Chickpea & Broad Bean Falafels with Pickled Red Onions & Lemon Tahini Sauce
Prep time:30 mins
Cook time:5 mins
Total time:35 mins
100 g dried chickpeas, soaked for 24 hours
200 g dried broad beans, soaked for 24 hours
1 tsp cumin
¼ tsp each of ground ginger, cinnamon and cloves
½ tsp freshly ground black pepper
1 tsp salt
3 green onions, chopped
4 cloves garlic, crushed
1 small bunch cilantro, chopped
1 small bunch flat leaf parsley, chopped
½ tsp baking powder
Vegetable oil, for frying
Pickled Red Onions
1 red onion, halved and thinly sliced
½ cup apple cider vinegar
1 tsp salt
1 Tbsp sugar
½ tsp whole black peppercorns
Yogurt Tahini Sauce
⅓ cup plain yogurt
1.5 Tbsp Tbsp tahini paste
1 lemon, juice and zest
Additional Fixin's, build as you like
Pita wraps, flatbread or naan
Pickled hot peppers
Cucumber, carrots, sprouts, any other veg- load 'er up!
Soak the chickpeas and broad beans in a large bowl of water overnight. You'll want a larger bowl that you think, because those beans are going to grow like those soak-em-grow-em dinosaurs we all got as kids (do they still make those anymore? Or did someone find out they were secretly really harmful like... playing with mercury?). Drain. Cover a large baking sheet with paper towel and spread beans and peas out on it to dry.
* If you're using fresh broad beans... Shell the beans. Take the pods out and boil in well salted water for 10 minutes. Drain and let cool. Peel the pods, squeezing the ends gently until the tender bean pops out the end.

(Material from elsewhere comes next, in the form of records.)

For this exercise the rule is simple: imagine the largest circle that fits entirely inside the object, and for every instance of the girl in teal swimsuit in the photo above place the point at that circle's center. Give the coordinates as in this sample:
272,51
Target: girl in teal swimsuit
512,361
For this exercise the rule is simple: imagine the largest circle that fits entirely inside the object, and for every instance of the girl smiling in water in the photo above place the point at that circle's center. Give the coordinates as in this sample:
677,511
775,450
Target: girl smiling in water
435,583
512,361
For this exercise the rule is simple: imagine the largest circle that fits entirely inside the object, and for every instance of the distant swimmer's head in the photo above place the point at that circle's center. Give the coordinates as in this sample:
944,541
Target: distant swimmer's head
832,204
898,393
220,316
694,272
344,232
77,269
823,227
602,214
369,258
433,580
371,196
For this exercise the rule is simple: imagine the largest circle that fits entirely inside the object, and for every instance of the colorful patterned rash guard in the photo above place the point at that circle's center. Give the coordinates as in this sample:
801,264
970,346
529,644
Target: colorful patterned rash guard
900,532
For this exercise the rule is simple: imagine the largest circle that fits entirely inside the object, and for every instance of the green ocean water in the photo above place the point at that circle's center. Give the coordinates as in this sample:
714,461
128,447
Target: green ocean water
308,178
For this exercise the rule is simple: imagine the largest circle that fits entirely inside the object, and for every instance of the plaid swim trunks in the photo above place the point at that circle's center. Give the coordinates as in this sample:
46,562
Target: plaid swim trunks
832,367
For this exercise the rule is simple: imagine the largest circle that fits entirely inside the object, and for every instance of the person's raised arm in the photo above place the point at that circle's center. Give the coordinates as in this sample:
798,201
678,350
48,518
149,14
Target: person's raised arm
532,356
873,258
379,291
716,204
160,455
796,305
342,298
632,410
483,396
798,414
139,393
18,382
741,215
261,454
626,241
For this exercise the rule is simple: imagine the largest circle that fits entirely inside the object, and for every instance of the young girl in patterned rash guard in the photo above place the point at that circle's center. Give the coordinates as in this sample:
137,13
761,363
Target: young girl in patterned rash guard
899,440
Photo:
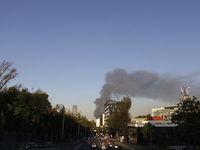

In the meantime, let's start those pickled red onions. Mix together vinegar, salt and sugar until the dry ingredients are dissolved. Place onions in a sanitized glass jar and pour vinegar over top. Add peppercorns and top up with water until all the onions are submerged. Set aside at room temperature for an hour to steep. After this, they will be ready to eat. If you're not eating them right away, pop them in the refrigerator to store.
In a food processor, blitz together your beans and chickpeas until smooth but with a bit of texture. Add spices, green onions, garlic, cilantro and parlsey and whiz again until everything is incorporated. Pour falafel mixture into a large bowl, add baking power and mix well. Refrigerate for 30 minutes.
In a small bowl, mix yogurt, tahini and lemon juice and zest. Ta da- that's your tahini sauce, done.
Take chilled falafel mixture and form small balls or patties, roughly 6 cm across.
Heat oil in a deep pan until it hits roughly 350 degrees.
Fry the falafel balls in batches, setting the cooked falafels to drain on paper towel or some cooking racks (or, like I do, both!).
Serve warm falafels drizzled with tahini sauce and topped with pickled red onions. Eat them wrapped up in a pita bread with additional toppings or over top a green salad!